Soviet membutuhkan sekutu setelah perang, sedangkan Indonesia berupaya mencari dukungan untuk menghilangkan bekas-bekas penjajahan Belanda.
Dilansir dari Russia Beyond The Headline, Pemerintah Soviet mulai membicarakan Indonesia di tingkat Komite Pusat (Partai Komunis Uni Soviet) pada 1955, ketika penandatanganan Dasasila Bandung (sepuluh poin hasil pertemuan Konferensi Asia-Afrika).
Peristiwa itu menarik seluruh perhatian dunia.
Sejak itu, nama presiden Indonesia, Soekarno, mulai sering muncul di surat-surat kabar Soviet.
Secara perlahan, Indonesia mulai menarik perhatian Soviet.

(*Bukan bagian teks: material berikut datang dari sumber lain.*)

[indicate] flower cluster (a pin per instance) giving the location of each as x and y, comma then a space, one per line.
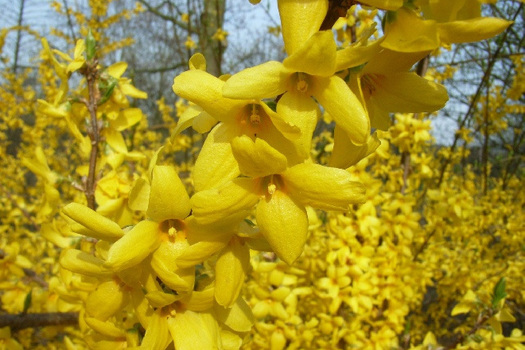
281, 237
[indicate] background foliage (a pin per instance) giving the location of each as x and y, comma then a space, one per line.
433, 258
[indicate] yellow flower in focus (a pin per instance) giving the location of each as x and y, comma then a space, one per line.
280, 193
306, 75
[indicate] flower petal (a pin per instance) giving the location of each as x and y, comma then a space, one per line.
284, 224
216, 164
257, 159
346, 154
341, 103
475, 29
106, 300
83, 263
91, 223
323, 187
229, 203
239, 317
139, 195
263, 81
390, 5
410, 33
194, 330
205, 90
230, 272
168, 197
134, 247
157, 335
301, 111
356, 55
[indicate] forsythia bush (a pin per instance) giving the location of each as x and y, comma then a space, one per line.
276, 236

Hubungan diplomatik kedua negara semakin kuat.
Di tengah gencarnya Perang Dingin, Indonesia tetap bersikukuh tak memihak dan mempertahankan sikap nonbloknya.
Bahkan, Indonesia mempelopori Gerakan Non Blok (GNB) di Beograd, Yugoslavia.
Inilah yang membuat PM Nikita Khrushchev membawa Uni Soviet semakin dekat dengan Indonesia.
Nikita Khrushchev mendukung Indonesia
Pada 1956, setelah Kongres Partai Komunis Uni Soviet yang ke-20, Presiden Soekarno berkunjung ke Uni Soviet.
Sang proklamator mendapatkan sambutan hangat dari PM Nikita Khrushchev.
Keduanya saling bertukar pikiran dan pendapat mengenai kondisi negara masing-masing.